The following example shows the event that Amazon S3 sends to the Lambda function for an object that is named customerImage1.jpg in the awsexamplebucket bucket.

Example Amazon S3 batch request event

{ "invocationSchemaVersion": "1.0", "invocationId": "YXNkbGZqYWRmaiBhc2RmdW9hZHNmZGpmaGFzbGtkaGZza2RmaAo", "job": { "id": "f3cc4f60-61f6-4a2b-8a21-d07600c373ce" }, "tasks": [ { "taskId": "dGFza2lkZ29lc2hlcmUK", "s3Key": "customerImage1.jpg", "s3VersionId": "1", "s3BucketArn": "arn:aws:s3:us-east-1:0123456788:awsexamplebucket" } ] }

Your Lambda function must return a JSON object with the fields as shown in the following example. You can copy the invocationId and taskId from the event parameter. You can return a string in the resultString. Amazon S3 saves the resultString values in the completion report.

Example Amazon S3 batch request response

{ "invocationSchemaVersion": "1.0", "treatMissingKeysAs" : "PermanentFailure", "invocationId" : "YXNkbGZqYWRmaiBhc2RmdW9hZHNmZGpmaGFzbGtkaGZza2RmaAo", "results": [ { "taskId": "dGFza2lkZ29lc2hlcmUK", "resultCode": "Succeeded", "resultString": "["Alice", "Bob"]" } ] }

Invoking Lambda functions from Amazon S3 batch operations

You can invoke the Lambda function with an unqualified or qualified function ARN. If you want to use the same function version for the entire batch job, configure a specific function version in the FunctionARN parameter when you create your job. If you configure an alias or the $LATEST qualifier, the batch job immediately starts calling the new version of the function if the alias or $LATEST is updated during the job execution.

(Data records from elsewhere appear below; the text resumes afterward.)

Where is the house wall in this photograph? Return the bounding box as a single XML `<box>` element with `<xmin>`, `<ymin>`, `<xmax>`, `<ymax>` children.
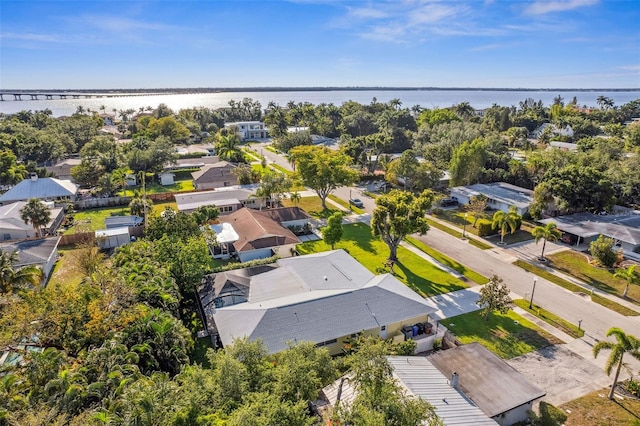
<box><xmin>237</xmin><ymin>248</ymin><xmax>274</xmax><ymax>263</ymax></box>
<box><xmin>0</xmin><ymin>228</ymin><xmax>33</xmax><ymax>241</ymax></box>
<box><xmin>271</xmin><ymin>243</ymin><xmax>297</xmax><ymax>258</ymax></box>
<box><xmin>493</xmin><ymin>402</ymin><xmax>533</xmax><ymax>426</ymax></box>
<box><xmin>194</xmin><ymin>180</ymin><xmax>237</xmax><ymax>191</ymax></box>
<box><xmin>42</xmin><ymin>245</ymin><xmax>59</xmax><ymax>282</ymax></box>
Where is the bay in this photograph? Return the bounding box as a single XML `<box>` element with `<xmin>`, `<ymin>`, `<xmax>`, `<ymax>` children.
<box><xmin>0</xmin><ymin>89</ymin><xmax>638</xmax><ymax>118</ymax></box>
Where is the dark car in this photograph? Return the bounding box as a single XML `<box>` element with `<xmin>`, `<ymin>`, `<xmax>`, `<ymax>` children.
<box><xmin>349</xmin><ymin>198</ymin><xmax>364</xmax><ymax>208</ymax></box>
<box><xmin>439</xmin><ymin>198</ymin><xmax>459</xmax><ymax>207</ymax></box>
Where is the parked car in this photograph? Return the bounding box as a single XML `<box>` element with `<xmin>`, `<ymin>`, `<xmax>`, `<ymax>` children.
<box><xmin>349</xmin><ymin>198</ymin><xmax>364</xmax><ymax>208</ymax></box>
<box><xmin>439</xmin><ymin>198</ymin><xmax>459</xmax><ymax>207</ymax></box>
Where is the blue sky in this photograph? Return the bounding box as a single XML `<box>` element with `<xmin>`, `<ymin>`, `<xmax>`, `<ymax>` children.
<box><xmin>1</xmin><ymin>0</ymin><xmax>639</xmax><ymax>89</ymax></box>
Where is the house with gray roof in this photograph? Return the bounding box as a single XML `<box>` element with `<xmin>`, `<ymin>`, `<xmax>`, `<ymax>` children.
<box><xmin>174</xmin><ymin>185</ymin><xmax>266</xmax><ymax>213</ymax></box>
<box><xmin>0</xmin><ymin>201</ymin><xmax>65</xmax><ymax>241</ymax></box>
<box><xmin>0</xmin><ymin>236</ymin><xmax>61</xmax><ymax>284</ymax></box>
<box><xmin>191</xmin><ymin>161</ymin><xmax>239</xmax><ymax>190</ymax></box>
<box><xmin>428</xmin><ymin>343</ymin><xmax>546</xmax><ymax>426</ymax></box>
<box><xmin>449</xmin><ymin>182</ymin><xmax>533</xmax><ymax>216</ymax></box>
<box><xmin>0</xmin><ymin>174</ymin><xmax>78</xmax><ymax>206</ymax></box>
<box><xmin>198</xmin><ymin>250</ymin><xmax>437</xmax><ymax>355</ymax></box>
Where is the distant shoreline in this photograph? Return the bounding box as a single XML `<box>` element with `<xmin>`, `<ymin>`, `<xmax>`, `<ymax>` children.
<box><xmin>1</xmin><ymin>87</ymin><xmax>639</xmax><ymax>94</ymax></box>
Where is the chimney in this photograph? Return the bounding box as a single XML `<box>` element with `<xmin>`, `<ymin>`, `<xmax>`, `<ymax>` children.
<box><xmin>30</xmin><ymin>172</ymin><xmax>38</xmax><ymax>181</ymax></box>
<box><xmin>450</xmin><ymin>372</ymin><xmax>459</xmax><ymax>389</ymax></box>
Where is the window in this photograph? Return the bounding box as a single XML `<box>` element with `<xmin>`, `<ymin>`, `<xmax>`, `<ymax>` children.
<box><xmin>3</xmin><ymin>234</ymin><xmax>10</xmax><ymax>241</ymax></box>
<box><xmin>316</xmin><ymin>338</ymin><xmax>338</xmax><ymax>347</ymax></box>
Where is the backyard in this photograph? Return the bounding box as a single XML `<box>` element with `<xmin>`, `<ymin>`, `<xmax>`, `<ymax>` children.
<box><xmin>297</xmin><ymin>222</ymin><xmax>468</xmax><ymax>298</ymax></box>
<box><xmin>547</xmin><ymin>250</ymin><xmax>640</xmax><ymax>304</ymax></box>
<box><xmin>65</xmin><ymin>201</ymin><xmax>178</xmax><ymax>234</ymax></box>
<box><xmin>439</xmin><ymin>309</ymin><xmax>563</xmax><ymax>359</ymax></box>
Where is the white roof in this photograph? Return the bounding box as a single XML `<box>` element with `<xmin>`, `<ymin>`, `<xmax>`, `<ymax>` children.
<box><xmin>0</xmin><ymin>177</ymin><xmax>78</xmax><ymax>203</ymax></box>
<box><xmin>96</xmin><ymin>227</ymin><xmax>130</xmax><ymax>237</ymax></box>
<box><xmin>174</xmin><ymin>187</ymin><xmax>257</xmax><ymax>211</ymax></box>
<box><xmin>450</xmin><ymin>182</ymin><xmax>533</xmax><ymax>210</ymax></box>
<box><xmin>209</xmin><ymin>223</ymin><xmax>239</xmax><ymax>244</ymax></box>
<box><xmin>388</xmin><ymin>357</ymin><xmax>498</xmax><ymax>426</ymax></box>
<box><xmin>0</xmin><ymin>201</ymin><xmax>63</xmax><ymax>231</ymax></box>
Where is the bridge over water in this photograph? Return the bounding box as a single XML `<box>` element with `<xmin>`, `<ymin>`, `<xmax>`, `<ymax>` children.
<box><xmin>0</xmin><ymin>91</ymin><xmax>165</xmax><ymax>101</ymax></box>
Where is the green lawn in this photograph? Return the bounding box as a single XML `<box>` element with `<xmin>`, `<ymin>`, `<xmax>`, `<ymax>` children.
<box><xmin>281</xmin><ymin>196</ymin><xmax>346</xmax><ymax>219</ymax></box>
<box><xmin>328</xmin><ymin>194</ymin><xmax>365</xmax><ymax>215</ymax></box>
<box><xmin>513</xmin><ymin>260</ymin><xmax>639</xmax><ymax>316</ymax></box>
<box><xmin>66</xmin><ymin>201</ymin><xmax>177</xmax><ymax>234</ymax></box>
<box><xmin>405</xmin><ymin>236</ymin><xmax>489</xmax><ymax>285</ymax></box>
<box><xmin>48</xmin><ymin>247</ymin><xmax>86</xmax><ymax>287</ymax></box>
<box><xmin>432</xmin><ymin>209</ymin><xmax>534</xmax><ymax>245</ymax></box>
<box><xmin>426</xmin><ymin>218</ymin><xmax>493</xmax><ymax>250</ymax></box>
<box><xmin>547</xmin><ymin>251</ymin><xmax>640</xmax><ymax>304</ymax></box>
<box><xmin>561</xmin><ymin>388</ymin><xmax>640</xmax><ymax>426</ymax></box>
<box><xmin>297</xmin><ymin>223</ymin><xmax>468</xmax><ymax>298</ymax></box>
<box><xmin>440</xmin><ymin>309</ymin><xmax>563</xmax><ymax>359</ymax></box>
<box><xmin>513</xmin><ymin>299</ymin><xmax>584</xmax><ymax>339</ymax></box>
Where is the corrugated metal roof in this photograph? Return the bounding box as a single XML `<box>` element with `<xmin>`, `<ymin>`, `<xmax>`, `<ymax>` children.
<box><xmin>450</xmin><ymin>182</ymin><xmax>533</xmax><ymax>209</ymax></box>
<box><xmin>388</xmin><ymin>356</ymin><xmax>498</xmax><ymax>426</ymax></box>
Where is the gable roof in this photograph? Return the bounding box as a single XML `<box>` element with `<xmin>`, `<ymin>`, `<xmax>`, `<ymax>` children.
<box><xmin>387</xmin><ymin>356</ymin><xmax>498</xmax><ymax>426</ymax></box>
<box><xmin>207</xmin><ymin>250</ymin><xmax>437</xmax><ymax>354</ymax></box>
<box><xmin>174</xmin><ymin>186</ymin><xmax>256</xmax><ymax>211</ymax></box>
<box><xmin>428</xmin><ymin>343</ymin><xmax>546</xmax><ymax>418</ymax></box>
<box><xmin>219</xmin><ymin>208</ymin><xmax>300</xmax><ymax>253</ymax></box>
<box><xmin>0</xmin><ymin>237</ymin><xmax>61</xmax><ymax>267</ymax></box>
<box><xmin>191</xmin><ymin>161</ymin><xmax>238</xmax><ymax>184</ymax></box>
<box><xmin>254</xmin><ymin>207</ymin><xmax>311</xmax><ymax>223</ymax></box>
<box><xmin>0</xmin><ymin>177</ymin><xmax>78</xmax><ymax>204</ymax></box>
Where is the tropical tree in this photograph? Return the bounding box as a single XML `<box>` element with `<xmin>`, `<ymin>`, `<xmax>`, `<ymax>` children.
<box><xmin>20</xmin><ymin>198</ymin><xmax>51</xmax><ymax>238</ymax></box>
<box><xmin>593</xmin><ymin>327</ymin><xmax>640</xmax><ymax>400</ymax></box>
<box><xmin>0</xmin><ymin>248</ymin><xmax>43</xmax><ymax>294</ymax></box>
<box><xmin>322</xmin><ymin>212</ymin><xmax>343</xmax><ymax>250</ymax></box>
<box><xmin>128</xmin><ymin>196</ymin><xmax>153</xmax><ymax>218</ymax></box>
<box><xmin>477</xmin><ymin>275</ymin><xmax>512</xmax><ymax>321</ymax></box>
<box><xmin>191</xmin><ymin>205</ymin><xmax>220</xmax><ymax>226</ymax></box>
<box><xmin>531</xmin><ymin>222</ymin><xmax>562</xmax><ymax>261</ymax></box>
<box><xmin>289</xmin><ymin>146</ymin><xmax>359</xmax><ymax>210</ymax></box>
<box><xmin>467</xmin><ymin>194</ymin><xmax>488</xmax><ymax>227</ymax></box>
<box><xmin>216</xmin><ymin>133</ymin><xmax>244</xmax><ymax>163</ymax></box>
<box><xmin>289</xmin><ymin>191</ymin><xmax>301</xmax><ymax>206</ymax></box>
<box><xmin>0</xmin><ymin>149</ymin><xmax>29</xmax><ymax>186</ymax></box>
<box><xmin>371</xmin><ymin>189</ymin><xmax>434</xmax><ymax>261</ymax></box>
<box><xmin>614</xmin><ymin>265</ymin><xmax>639</xmax><ymax>299</ymax></box>
<box><xmin>491</xmin><ymin>207</ymin><xmax>520</xmax><ymax>245</ymax></box>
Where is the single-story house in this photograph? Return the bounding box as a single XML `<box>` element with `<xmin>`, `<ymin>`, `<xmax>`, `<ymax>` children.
<box><xmin>45</xmin><ymin>158</ymin><xmax>82</xmax><ymax>181</ymax></box>
<box><xmin>254</xmin><ymin>206</ymin><xmax>312</xmax><ymax>229</ymax></box>
<box><xmin>449</xmin><ymin>182</ymin><xmax>533</xmax><ymax>216</ymax></box>
<box><xmin>191</xmin><ymin>161</ymin><xmax>239</xmax><ymax>190</ymax></box>
<box><xmin>208</xmin><ymin>222</ymin><xmax>240</xmax><ymax>259</ymax></box>
<box><xmin>96</xmin><ymin>227</ymin><xmax>131</xmax><ymax>250</ymax></box>
<box><xmin>428</xmin><ymin>343</ymin><xmax>546</xmax><ymax>426</ymax></box>
<box><xmin>0</xmin><ymin>236</ymin><xmax>61</xmax><ymax>284</ymax></box>
<box><xmin>224</xmin><ymin>121</ymin><xmax>269</xmax><ymax>141</ymax></box>
<box><xmin>218</xmin><ymin>207</ymin><xmax>300</xmax><ymax>262</ymax></box>
<box><xmin>322</xmin><ymin>356</ymin><xmax>498</xmax><ymax>425</ymax></box>
<box><xmin>174</xmin><ymin>186</ymin><xmax>266</xmax><ymax>213</ymax></box>
<box><xmin>541</xmin><ymin>212</ymin><xmax>640</xmax><ymax>255</ymax></box>
<box><xmin>198</xmin><ymin>249</ymin><xmax>437</xmax><ymax>355</ymax></box>
<box><xmin>104</xmin><ymin>215</ymin><xmax>143</xmax><ymax>229</ymax></box>
<box><xmin>163</xmin><ymin>155</ymin><xmax>221</xmax><ymax>172</ymax></box>
<box><xmin>98</xmin><ymin>113</ymin><xmax>116</xmax><ymax>126</ymax></box>
<box><xmin>533</xmin><ymin>123</ymin><xmax>574</xmax><ymax>139</ymax></box>
<box><xmin>0</xmin><ymin>201</ymin><xmax>65</xmax><ymax>241</ymax></box>
<box><xmin>0</xmin><ymin>174</ymin><xmax>79</xmax><ymax>206</ymax></box>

Note that you can't reuse an existing Amazon S3 event-based function for batch operations. This is because the Amazon S3 batch operation passes a different event parameter to the Lambda function and expects a return message with a specific JSON structure.

In the resource-based policy that you create for the Amazon S3 batch job, ensure that you set permission for the job to invoke your Lambda function.

In the execution role for the function, set a trust policy for Amazon S3 to assume the role when it executes your function.

If your function uses the AWS SDK to manage Amazon S3 resources, you need to add Amazon S3 permissions in the execution role.

When the job executes, Amazon S3 starts multiple function instances to process the Amazon S3 objects in parallel, up to the concurrency limit of the function. Amazon S3 limits the initial ramp-up of instances to avoid excess cost for smaller jobs.

If the Lambda function returns a TemporaryFailure response code, Amazon S3 retries the operation.

For more information about Amazon S3 batch operations, see Performing batch operations in the Amazon S3 Developer Guide.

For an example of how to use a Lambda function in Amazon S3 batch operations, see Invoking a Lambda function from Amazon S3 batch operations in the Amazon S3 Developer Guide.